Totalmente incapace anche solo di proferire parola. La mia reazione al licenziamento fu
pressappoco questa. Ero di nuovo me stesso, senza un posto di lavoro certo, ma adesso mi trovavo
nuovamente in accordo con il vissuto della mia persona. Quando tornai a casa, libero finalmente di
riflettere un po, non riuscivo a togliermi dalla testa l'idea che entrare in quel vicolo la sera prima
avesse innescato qualcosa, come una concatenazione di eventi apparentemente slegati che sono
culminati nel mio licenziamento. Una parte di me è fortemente convinta che se non fossi andato a
recuperare quel sacchetto avrei ancora il mio lavoro. Ed invece sono tornato in quel vicolo,
entrando in una sorta di tunnel dimensionale che mi ha transitato in un'altra realtà perfettamente
identica dove però sono stato licenziato. Il mio ottundimento probabilmente era dovuto al transito
tra le due dimensioni. Il licenziamento era il punto di arrivo nella mia nuova realtà, da quel
momento tutto riprese la sua consueta forma.

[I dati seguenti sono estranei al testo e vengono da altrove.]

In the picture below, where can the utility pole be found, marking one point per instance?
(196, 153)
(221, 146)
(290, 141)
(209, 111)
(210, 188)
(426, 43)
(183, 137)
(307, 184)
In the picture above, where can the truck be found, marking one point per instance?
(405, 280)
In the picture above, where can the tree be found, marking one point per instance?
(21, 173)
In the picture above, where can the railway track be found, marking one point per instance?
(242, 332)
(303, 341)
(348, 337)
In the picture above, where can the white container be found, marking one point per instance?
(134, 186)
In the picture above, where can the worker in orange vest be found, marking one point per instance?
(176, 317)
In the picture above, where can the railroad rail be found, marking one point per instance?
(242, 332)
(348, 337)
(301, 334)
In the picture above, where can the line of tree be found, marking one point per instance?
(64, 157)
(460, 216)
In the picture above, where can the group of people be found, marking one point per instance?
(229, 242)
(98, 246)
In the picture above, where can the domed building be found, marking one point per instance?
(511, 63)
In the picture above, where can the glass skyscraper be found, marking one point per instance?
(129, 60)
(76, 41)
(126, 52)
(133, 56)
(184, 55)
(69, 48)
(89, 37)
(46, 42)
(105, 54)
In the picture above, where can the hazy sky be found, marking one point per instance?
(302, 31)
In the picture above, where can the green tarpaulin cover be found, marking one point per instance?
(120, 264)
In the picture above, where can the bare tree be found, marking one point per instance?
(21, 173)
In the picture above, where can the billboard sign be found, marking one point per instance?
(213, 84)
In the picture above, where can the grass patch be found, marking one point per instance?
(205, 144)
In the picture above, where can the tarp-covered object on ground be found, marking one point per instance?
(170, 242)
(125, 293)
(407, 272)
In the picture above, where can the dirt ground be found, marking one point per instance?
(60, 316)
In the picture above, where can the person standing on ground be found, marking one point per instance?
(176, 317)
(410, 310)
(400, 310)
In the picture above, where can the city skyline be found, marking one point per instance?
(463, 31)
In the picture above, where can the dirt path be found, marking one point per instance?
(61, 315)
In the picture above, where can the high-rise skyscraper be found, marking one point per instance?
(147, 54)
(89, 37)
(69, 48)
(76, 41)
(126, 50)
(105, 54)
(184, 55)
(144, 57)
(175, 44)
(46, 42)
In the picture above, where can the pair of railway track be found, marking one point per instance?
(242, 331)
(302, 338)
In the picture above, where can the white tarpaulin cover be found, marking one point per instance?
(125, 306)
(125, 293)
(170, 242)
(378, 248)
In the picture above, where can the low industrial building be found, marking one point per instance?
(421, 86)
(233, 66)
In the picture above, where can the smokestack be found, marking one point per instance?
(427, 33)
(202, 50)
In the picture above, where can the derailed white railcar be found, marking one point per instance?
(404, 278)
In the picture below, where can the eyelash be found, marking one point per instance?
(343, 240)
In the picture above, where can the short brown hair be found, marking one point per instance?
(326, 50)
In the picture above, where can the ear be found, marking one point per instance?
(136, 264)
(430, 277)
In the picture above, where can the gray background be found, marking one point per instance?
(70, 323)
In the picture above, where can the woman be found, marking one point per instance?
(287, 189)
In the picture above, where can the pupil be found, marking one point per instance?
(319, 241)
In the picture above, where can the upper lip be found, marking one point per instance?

Restai per un po in silenzio bevendo vino. Non ero sicuro ci fosse davvero una risposta a quello che
mi era stato appena raccontato. Sembrava la classica serie di sfortunati eventi culminata nella
maniera peggiore, ma dargli una risposta del genera mi sembrò semplicistico ed un po' irrispettoso.

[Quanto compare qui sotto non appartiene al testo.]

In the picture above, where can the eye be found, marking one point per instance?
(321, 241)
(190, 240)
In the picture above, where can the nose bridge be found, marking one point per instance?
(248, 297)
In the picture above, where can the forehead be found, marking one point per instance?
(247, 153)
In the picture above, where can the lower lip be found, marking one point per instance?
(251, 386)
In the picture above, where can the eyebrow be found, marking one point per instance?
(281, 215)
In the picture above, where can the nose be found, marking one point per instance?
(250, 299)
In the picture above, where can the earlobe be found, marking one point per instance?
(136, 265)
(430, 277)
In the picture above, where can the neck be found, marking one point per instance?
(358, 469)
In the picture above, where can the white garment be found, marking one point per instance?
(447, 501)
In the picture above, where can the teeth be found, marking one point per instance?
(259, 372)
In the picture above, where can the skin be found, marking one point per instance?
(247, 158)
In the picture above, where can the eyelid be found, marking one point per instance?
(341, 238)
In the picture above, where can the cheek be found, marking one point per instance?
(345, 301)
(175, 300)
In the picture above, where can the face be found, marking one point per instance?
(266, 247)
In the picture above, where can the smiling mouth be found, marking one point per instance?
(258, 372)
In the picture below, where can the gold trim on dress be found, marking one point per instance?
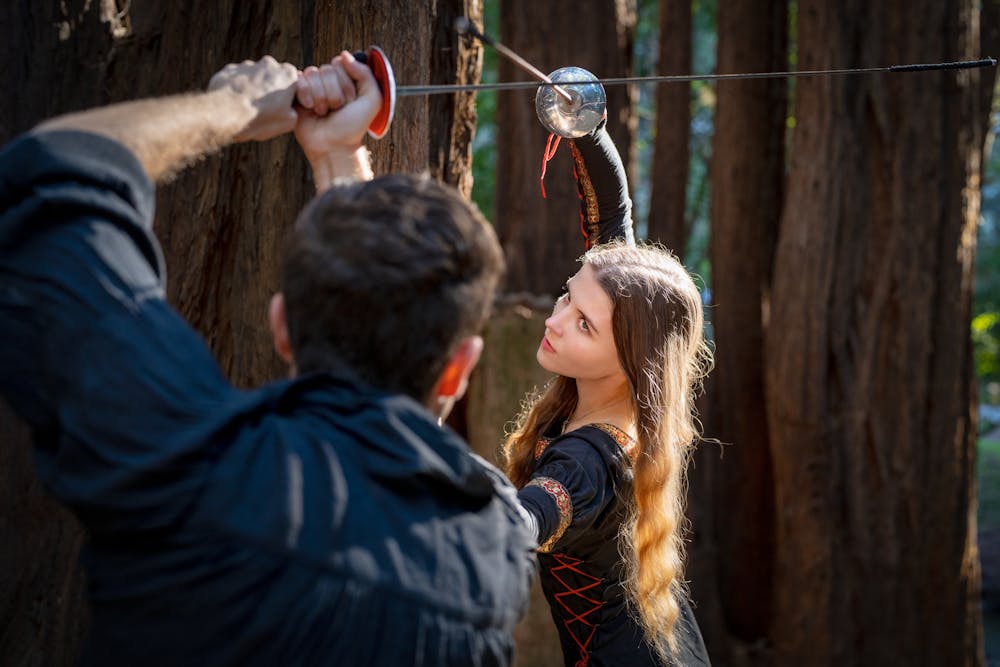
(564, 504)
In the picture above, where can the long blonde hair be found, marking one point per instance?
(658, 325)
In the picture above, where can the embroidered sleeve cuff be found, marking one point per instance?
(558, 495)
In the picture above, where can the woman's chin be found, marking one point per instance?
(541, 356)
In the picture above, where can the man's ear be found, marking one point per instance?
(279, 328)
(454, 378)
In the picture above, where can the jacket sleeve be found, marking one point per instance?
(120, 392)
(605, 207)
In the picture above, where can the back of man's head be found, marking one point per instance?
(385, 277)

Anche a me erano capitate cose simili senza che poi ci stessi a fare queste elucubrazioni quasi
assurde.
-Credi davvero che possa essere successa una cosa del genere?
-Certo che no! Ma, come ti ho già detto, non riesco a non sentire la presenza di un nesso.

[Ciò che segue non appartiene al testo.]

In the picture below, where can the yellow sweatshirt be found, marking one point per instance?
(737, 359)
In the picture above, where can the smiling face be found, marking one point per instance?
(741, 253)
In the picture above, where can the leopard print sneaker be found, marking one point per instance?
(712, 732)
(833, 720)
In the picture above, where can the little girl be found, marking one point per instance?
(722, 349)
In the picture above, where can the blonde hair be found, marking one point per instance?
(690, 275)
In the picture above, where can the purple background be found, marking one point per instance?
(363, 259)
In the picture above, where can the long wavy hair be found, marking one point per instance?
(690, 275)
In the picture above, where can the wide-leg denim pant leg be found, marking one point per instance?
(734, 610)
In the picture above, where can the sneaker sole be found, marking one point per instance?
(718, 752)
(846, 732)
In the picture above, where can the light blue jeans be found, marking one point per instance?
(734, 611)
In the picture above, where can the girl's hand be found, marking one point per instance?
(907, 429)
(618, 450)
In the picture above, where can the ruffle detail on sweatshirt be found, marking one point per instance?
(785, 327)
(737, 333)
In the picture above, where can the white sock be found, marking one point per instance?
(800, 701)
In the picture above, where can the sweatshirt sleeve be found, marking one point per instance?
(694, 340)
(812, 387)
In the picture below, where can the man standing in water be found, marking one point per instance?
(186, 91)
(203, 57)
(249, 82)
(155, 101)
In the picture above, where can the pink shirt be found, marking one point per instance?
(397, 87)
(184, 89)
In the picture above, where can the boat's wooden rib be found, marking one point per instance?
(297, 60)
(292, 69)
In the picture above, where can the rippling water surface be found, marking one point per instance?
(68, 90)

-Ti dispiace per il lavoro?
-In realtà non così tanto..
-Allora forse una parte di te non consapevole conosceva già la strada da prendere e non hai fatto
altro che percorrere i tuoi passi.
-Anche questa è una teoria assurda.
-Si, lo so. Probabilmente è solo stata una pessima giornata Antoine, senza girarci troppo attorno.
-Non credo..
-Ammesso sia vero che esistano realtà parallele, teoricamente non c'è modo di comunicarvi.
-Trasmigrazione di coscienza! Così passiamo da un universo all'altro. I corpi nelle due realtà si
polarizzano e consentono il passaggio. La coscienza di uno finisce nel corpo dell'altro, che
ovviamente è identico, infatti la maggior parte delle volte non ci si accorge di nulla. L'episodio che
ti ho raccontato è stato probabilmente un'eccezione.
-Sei sbronzo vero? - lo guardo negli occhi, lui ride sommesso e mi manda a fanculo – cosa farai
adesso?- si alzò in piedi e spense la sigaretta.
-Ora ti porto in un buon ristorante!
Andammo in uno di quelli che dava sulle rovine. Aveva sedie a forma di trono fatte di bambù
intrecciati, sopra c'erano cuscini spessi e morbidi. Ci portarono una caraffa di vino bianco con pezzi
di pesche gialle e svariati antipasti. Le luci soffuse lasciavano intravedere solo i ruderi, non si
riusciva a guardare oltre. Mi sentivo piacevolmente stordito, come un poppante tra le braccia della
madre. Non ho idea di quanto restammo seduti, probabilmente ore. Parlammo di tutto. Mi risvegliai
il giorno dopo sul suo divano, strappato al sonno dall'aroma di caffè che veniva su. Lo bevemmo
assieme in cucina, poi un'altro in un bar poco lontano da casa. Era pieno di dolci meravigliosi,
alcuni traboccanti crema pasticciera e adornati di amarene, altri più semplici, ma non avevo molta
fame. Nessuno dei due proferì più parola sul licenziamento. Quando mi salutò alla fermata
dell'autobus disse che ci saremo rivisti presto e mi strinse in un lungo abbraccio, poi si allontanò e
sparì in una via che si apriva tra i ristoranti. Io salii sul pullman ed andai a sedere agli ultimi posti.
Appoggiai la testa al finestrino ed iniziai a guardare un punto non meglio definito all'orizzonte.
Poco alla volta tutta la realtà attorno a me perse di ogni interesse, poi di consistenza, infine sparì ed
io sprofondai dolcemente nei miei pensieri.